We support online log resizing by replicating the current ib_logfile0
to a new file ib_logfile101, which will eventually replace the
ib_logfile0 on the first applicable log checkpoint.
Unless the log is located in a persistent memory file system (PMEM),
an attempt to SET GLOBAL innodb_log_file_size to less than
innodb_log_buffer_size will be refused. (With PMEM, a.k.a. mmap()
based log, that parameter has no meaning.)
Should the server be killed while the log was being resized,
both files ib_logfile0 and ib_logfile101 may exist on startup,
and since commit 3b06415cb8
the extra file ib_logfile101 will be removed.
We will initiate checkpoint flushing by invoking buf_flush_ahead(),
to let buf_flush_page_cleaner() write out pages until the
buf_flush_async_lsn target has been reached.

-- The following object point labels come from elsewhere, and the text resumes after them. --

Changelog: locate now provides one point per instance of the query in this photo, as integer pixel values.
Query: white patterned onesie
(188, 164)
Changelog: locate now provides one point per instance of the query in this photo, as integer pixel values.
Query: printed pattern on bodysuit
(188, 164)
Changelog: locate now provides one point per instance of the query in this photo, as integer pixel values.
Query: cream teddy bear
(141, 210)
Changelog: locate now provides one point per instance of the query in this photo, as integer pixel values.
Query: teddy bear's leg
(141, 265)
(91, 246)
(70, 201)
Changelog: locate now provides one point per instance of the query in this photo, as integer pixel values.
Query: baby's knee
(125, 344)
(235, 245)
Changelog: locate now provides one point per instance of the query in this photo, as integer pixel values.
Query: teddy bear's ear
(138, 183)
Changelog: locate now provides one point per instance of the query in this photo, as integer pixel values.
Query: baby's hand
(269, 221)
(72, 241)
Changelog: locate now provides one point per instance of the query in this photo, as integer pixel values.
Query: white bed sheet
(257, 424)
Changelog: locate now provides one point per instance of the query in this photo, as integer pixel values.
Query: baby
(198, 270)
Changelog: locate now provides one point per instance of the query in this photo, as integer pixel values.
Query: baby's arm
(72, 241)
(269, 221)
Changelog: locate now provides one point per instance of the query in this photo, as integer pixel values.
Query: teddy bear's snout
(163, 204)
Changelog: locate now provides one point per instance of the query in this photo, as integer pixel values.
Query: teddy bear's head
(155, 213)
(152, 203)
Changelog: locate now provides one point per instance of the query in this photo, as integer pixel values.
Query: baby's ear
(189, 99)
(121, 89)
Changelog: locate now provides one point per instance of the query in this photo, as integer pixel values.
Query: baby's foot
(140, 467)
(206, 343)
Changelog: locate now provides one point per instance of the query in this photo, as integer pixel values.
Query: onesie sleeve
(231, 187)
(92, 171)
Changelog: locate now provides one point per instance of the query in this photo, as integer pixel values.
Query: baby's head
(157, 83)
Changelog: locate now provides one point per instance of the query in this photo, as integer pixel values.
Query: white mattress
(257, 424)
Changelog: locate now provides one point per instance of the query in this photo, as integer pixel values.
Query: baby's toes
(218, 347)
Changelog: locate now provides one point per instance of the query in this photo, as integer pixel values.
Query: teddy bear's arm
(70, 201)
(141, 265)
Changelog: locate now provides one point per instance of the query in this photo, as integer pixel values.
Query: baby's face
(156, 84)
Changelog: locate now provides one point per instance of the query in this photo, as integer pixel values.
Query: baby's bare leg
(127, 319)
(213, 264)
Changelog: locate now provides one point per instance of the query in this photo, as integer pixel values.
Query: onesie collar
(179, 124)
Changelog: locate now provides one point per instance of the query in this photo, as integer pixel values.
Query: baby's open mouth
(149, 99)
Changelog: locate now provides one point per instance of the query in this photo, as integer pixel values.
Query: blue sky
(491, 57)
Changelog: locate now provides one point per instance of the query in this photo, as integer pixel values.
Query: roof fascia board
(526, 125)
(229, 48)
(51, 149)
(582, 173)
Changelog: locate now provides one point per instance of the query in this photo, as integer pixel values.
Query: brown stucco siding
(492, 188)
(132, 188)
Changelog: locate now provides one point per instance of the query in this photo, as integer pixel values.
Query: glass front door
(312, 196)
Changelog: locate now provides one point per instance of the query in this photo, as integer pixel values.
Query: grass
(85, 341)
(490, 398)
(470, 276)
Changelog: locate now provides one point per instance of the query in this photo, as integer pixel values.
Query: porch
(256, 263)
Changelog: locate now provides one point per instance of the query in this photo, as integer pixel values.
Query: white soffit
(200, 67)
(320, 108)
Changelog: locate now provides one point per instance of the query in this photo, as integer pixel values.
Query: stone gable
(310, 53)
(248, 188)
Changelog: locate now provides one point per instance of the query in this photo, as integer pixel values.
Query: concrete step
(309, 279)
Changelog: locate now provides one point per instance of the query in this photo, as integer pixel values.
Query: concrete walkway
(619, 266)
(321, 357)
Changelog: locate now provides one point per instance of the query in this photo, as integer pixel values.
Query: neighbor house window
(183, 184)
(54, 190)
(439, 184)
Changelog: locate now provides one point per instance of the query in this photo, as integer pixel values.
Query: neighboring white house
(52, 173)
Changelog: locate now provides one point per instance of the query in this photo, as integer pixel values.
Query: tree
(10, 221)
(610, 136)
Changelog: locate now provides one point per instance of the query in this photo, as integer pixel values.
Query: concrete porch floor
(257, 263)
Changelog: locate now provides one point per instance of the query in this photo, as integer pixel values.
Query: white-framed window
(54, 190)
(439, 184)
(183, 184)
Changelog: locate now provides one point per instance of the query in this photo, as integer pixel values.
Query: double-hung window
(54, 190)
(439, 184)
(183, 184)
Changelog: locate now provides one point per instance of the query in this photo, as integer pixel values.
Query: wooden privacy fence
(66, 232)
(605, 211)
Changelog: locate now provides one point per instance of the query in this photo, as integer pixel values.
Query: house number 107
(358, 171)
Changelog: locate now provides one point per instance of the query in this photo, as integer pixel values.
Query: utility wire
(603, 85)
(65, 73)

On a log checkpoint, if the new checkpoint LSN is not older than
log_sys.resize_lsn (the start LSN of the ib_logfile101),
we can switch files and complete the log resizing. Else, we will
attempt to switch files on the next checkpoint.
Log resizing can be aborted by killing the connection that is
executing the SET GLOBAL statement.
If the ib_logfile101 wraps around to the beginning, we must
advance the log_sys.resize_lsn. In the resized log file,
the sequence bit will always be written as 1 (no wrap-around).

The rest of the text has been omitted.